# STG_TEMP_MAX

## Setup

In [1]:
# If necessary:
import os
os.remove('snorkel.db')

In [2]:
%load_ext autoreload
%autoreload 2
%matplotlib inline

import sys
sys.path.append(os.environ['SNORKELHOME'] + '/tutorials/tables/')

The autoreload extension is already loaded.
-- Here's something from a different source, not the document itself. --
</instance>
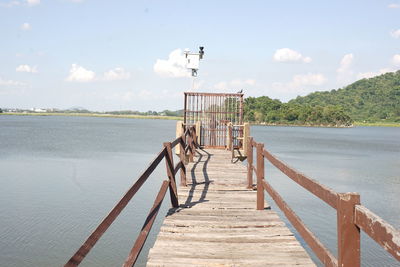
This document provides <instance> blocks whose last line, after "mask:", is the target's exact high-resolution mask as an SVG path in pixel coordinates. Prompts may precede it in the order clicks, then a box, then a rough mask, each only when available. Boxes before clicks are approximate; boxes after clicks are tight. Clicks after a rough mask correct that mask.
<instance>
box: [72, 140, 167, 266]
mask: <svg viewBox="0 0 400 267" xmlns="http://www.w3.org/2000/svg"><path fill="white" fill-rule="evenodd" d="M165 153H166V148H163V150H161V151H160V153H159V154H158V155H157V157H156V158H155V159H154V160H153V161H152V162H151V163H150V165H149V167H147V169H146V170H145V171H144V172H143V173H142V175H141V176H140V177H139V179H138V180H137V181H136V182H135V183H134V184H133V186H132V187H131V188H130V189H129V190H128V191H127V192H126V193H125V195H124V196H123V197H122V198H121V200H120V201H119V202H118V203H117V205H115V207H114V208H113V209H112V210H111V212H110V213H109V214H108V215H107V216H106V217H105V218H104V220H103V221H102V222H101V223H100V224H99V226H97V228H96V229H95V230H94V231H93V233H92V234H91V235H90V236H89V237H88V239H87V240H86V241H85V243H83V245H82V246H81V247H80V248H79V249H78V251H77V252H76V253H75V254H74V255H73V256H72V257H71V259H70V260H69V261H68V262H67V263H66V264H65V266H66V267H72V266H78V265H79V264H80V263H81V262H82V260H83V259H84V258H85V257H86V255H87V254H88V253H89V252H90V250H91V249H92V248H93V246H94V245H95V244H96V243H97V241H98V240H99V239H100V237H101V236H102V235H103V234H104V232H105V231H106V230H107V229H108V227H109V226H110V225H111V224H112V223H113V222H114V220H115V219H116V218H117V217H118V215H119V214H120V213H121V211H122V210H123V209H124V208H125V207H126V205H128V203H129V201H130V200H131V199H132V197H133V196H134V195H135V194H136V192H137V191H138V190H139V189H140V187H141V186H142V185H143V184H144V182H145V181H146V180H147V178H148V177H149V176H150V174H151V173H152V172H153V171H154V170H155V168H156V167H157V166H158V164H159V163H160V162H161V160H162V159H163V158H164V156H165Z"/></svg>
To reload it, use:
  %reload_ext autoreload


## Parsing

In [3]:
from snorkel import SnorkelSession
session = SnorkelSession()

### Define Parser

In [6]:
import os
from snorkel.parser import CorpusParser, HTMLParser, OmniParser
from snorkel.utils import get_ORM_instance
from snorkel.queries import split_corpus

docs_path = os.environ['SNORKELHOME'] + '/tutorials/tables/data/hardware/hardware100_html/'
doc_parser = HTMLParser(path=docs_path)
context_parser = OmniParser()
cp = CorpusParser(doc_parser, context_parser, max_docs=100) 

### Run Parser

In [None]:
%time corpus = cp.parse_corpus(name='Hardware', session=session)

session.add(corpus)
session.commit()

### Split Corpus

In [None]:
from snorkel.models import Corpus

corpus = get_ORM_instance(Corpus, session, 'Hardware')
split_corpus(session, corpus, train=0.8, development=0.2, test=0, seed=3)

In [None]:
# If necessary
import os
os.system('cp snorkel.db snorkel.db\ corpus');

## Extraction

In [8]:
# If necessary:
import os
os.remove('snorkel.db');
os.system('cp snorkel.db\ corpus snorkel.db');

from snorkel import SnorkelSession
session = SnorkelSession()

In [9]:
from snorkel.models import candidate_subclass

Part_Temp = candidate_subclass('Part_Temp', ['part','temp'])

### Define Matchers

In [10]:
from snorkel.matchers import RegexMatchSpan, Union

eeca_matcher = RegexMatchSpan(rgx='([b]{1}[abcdefklnpqruyz]{1}[\swxyz]?[0-9]{3,5}[\s]?[A-Z\/]{0,5}[0-9]?[A-Z]?([-][A-Z0-9]{1,7})?([-][A-Z0-9]{1,2})?)')
jedec_matcher = RegexMatchSpan(rgx='([123]N\d{3,4}[A-Z]{0,5}[0-9]?[A-Z]?)')
jis_matcher = RegexMatchSpan(rgx='(2S[abcdefghjkmqrstvz]{1}[\d]{2,4})')
others_matcher = RegexMatchSpan(rgx='((NSVBC|SMBT|MJ|MJE|MPS|MRF|RCA|TIP|ZTX|ZT|TIS|TIPL|DTC|MMBT|PZT){1}[\d]{2,4}[A-Z]{0,3}([-][A-Z0-9]{0,6})?([-][A-Z0-9]{0,1})?)')
parts_matcher = Union(eeca_matcher, jedec_matcher, jis_matcher, others_matcher)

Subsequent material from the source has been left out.